Frankly, I’m surprised it’s taken people this long to figure out that the real reason I’m involved in refugee sponsorship is to line my own pockets with the blood of my brothers and sisters. Selling out the USA “under the guise of Christian piety” is just an added bonus (and no small feat, given that I am not an American!). Jim and Tammy Faye had it all wrong—they should have been in the refugee business from the start! That’s where the real money is!
On a happier (and less hilariously stupid) note, I found two heartwarming messages waiting in my inbox after encountering the latest dose of madness on the blog. The first was from a group of quilters in the BC interior who were wondering if they could send a bunch of quilts to Lethbridge for the Syrians who will be arriving (likely in the dead of a Canadian winter!).
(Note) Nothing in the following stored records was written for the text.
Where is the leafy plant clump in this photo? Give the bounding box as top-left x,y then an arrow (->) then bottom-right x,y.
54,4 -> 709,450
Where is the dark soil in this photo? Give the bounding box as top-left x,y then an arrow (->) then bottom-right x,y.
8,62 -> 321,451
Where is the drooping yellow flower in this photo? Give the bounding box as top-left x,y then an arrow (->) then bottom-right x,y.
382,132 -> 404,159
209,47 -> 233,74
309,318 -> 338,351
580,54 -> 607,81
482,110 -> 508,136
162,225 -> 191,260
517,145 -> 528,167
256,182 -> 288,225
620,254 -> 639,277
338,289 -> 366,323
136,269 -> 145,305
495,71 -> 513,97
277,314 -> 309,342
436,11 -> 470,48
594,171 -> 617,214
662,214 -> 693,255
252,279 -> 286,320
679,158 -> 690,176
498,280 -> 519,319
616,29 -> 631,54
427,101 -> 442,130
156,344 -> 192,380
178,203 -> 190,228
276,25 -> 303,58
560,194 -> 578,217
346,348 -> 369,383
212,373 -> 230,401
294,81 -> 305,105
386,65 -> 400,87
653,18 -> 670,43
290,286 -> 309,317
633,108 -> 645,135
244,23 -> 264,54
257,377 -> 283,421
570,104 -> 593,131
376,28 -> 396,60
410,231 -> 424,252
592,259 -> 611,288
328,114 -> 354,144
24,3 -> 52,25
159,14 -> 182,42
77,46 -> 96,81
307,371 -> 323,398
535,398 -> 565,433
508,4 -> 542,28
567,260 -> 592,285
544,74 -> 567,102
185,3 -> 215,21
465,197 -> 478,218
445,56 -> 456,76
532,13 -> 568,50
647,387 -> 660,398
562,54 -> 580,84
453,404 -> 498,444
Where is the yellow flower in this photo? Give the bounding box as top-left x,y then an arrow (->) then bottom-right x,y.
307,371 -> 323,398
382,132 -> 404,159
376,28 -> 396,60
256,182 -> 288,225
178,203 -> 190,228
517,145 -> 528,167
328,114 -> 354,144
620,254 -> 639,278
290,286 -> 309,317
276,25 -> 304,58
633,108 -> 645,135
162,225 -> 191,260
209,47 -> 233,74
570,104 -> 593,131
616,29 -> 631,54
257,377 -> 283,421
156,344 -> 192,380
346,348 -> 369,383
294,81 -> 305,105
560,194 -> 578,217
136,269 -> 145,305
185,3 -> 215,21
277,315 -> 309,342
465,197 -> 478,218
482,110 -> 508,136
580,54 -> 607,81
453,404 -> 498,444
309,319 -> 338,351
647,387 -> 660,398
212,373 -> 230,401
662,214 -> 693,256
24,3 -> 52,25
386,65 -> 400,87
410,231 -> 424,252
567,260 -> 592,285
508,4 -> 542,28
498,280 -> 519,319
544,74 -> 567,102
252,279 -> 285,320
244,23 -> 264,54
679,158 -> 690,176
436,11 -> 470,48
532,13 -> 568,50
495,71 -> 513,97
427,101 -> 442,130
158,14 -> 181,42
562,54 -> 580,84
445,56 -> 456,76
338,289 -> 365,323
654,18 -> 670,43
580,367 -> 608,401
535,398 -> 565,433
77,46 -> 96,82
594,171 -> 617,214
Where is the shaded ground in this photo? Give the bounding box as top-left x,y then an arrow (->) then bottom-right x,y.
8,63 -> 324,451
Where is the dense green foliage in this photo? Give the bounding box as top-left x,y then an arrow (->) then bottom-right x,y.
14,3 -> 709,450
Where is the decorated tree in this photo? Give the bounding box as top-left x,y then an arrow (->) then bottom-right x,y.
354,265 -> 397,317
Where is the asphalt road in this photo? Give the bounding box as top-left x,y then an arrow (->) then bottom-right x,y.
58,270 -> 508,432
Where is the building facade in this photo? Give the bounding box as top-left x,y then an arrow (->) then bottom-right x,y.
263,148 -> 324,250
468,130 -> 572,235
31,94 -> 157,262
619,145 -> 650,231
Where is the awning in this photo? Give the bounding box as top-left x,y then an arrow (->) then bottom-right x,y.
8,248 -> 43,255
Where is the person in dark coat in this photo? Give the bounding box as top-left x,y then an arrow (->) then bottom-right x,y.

The second was from a Muslim man who I have recently gotten to know here in town who wanted to express his sadness and condolences to me about what had happened in Paris last weekend. I stared at the message for a while, vacillating between being grateful for the shared connection with a fellow human being in the context of tragedy, and a deep sadness that this man felt like he had to say this to me—that he probably feels like he has to preemptively apologize for being who he is. I decided to settle on the gratitude part.
All in all, my online adventures today have yielded the not-so-remarkable reminder that human beings can be profoundly uninspiring creatures, at times. But not all the time. Thank God. No, wait, thank goodness. No, wait, umm… maybe just thank the internet. It’s probably safer that way.